Give yourself enough time to look things over before you hit send. If your reader is still talking to you, have him/her look it over before you submit.  Then sit back and let the feeling of complete calm wash over you. Let it last as long as it will before your start worrying, wondering, and feeling it’s impossible to wait to hear back. And good luck. 

What is Noir?

It’s having a renaissance, a well deserved resurgence, but as the bubble grows, I get a little uncomfortable. Worried that it will get diluted, glossy, softened, safe. Worried that it will lose what drew me right in. Worried that it’s going to be the pumpkin spice of literature. 

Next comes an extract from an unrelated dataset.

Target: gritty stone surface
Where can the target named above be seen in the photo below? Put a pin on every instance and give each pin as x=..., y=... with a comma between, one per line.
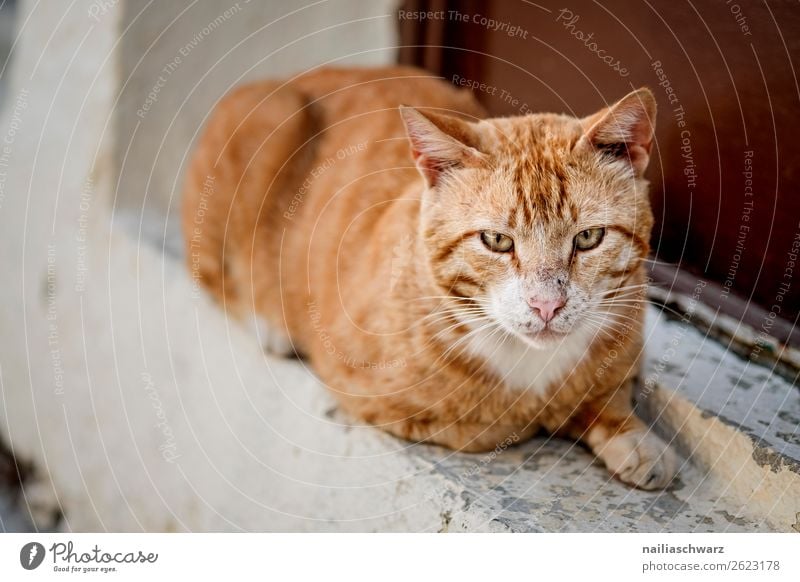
x=748, y=396
x=735, y=418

The up side and the down side of success. I want so much for the writers and publishers to get what they earned, to reap the benefits of hard work, sleepless nights, and make some cash…but will there be a cost? A fundamental loss? If everyone jumps in, why do I feel the panic of Chief Brody when I say, “You’re gonna need a bigger boat.”

I’m going to write about Noir here. Write about what’s going on, who’s doing what, and how it’s the best damn writing I have ever read, especially now. 

As for an answer to the title of this post, George Tuttle, in two essays, captured it well. It’s worth a read, especially if you’re looking for history.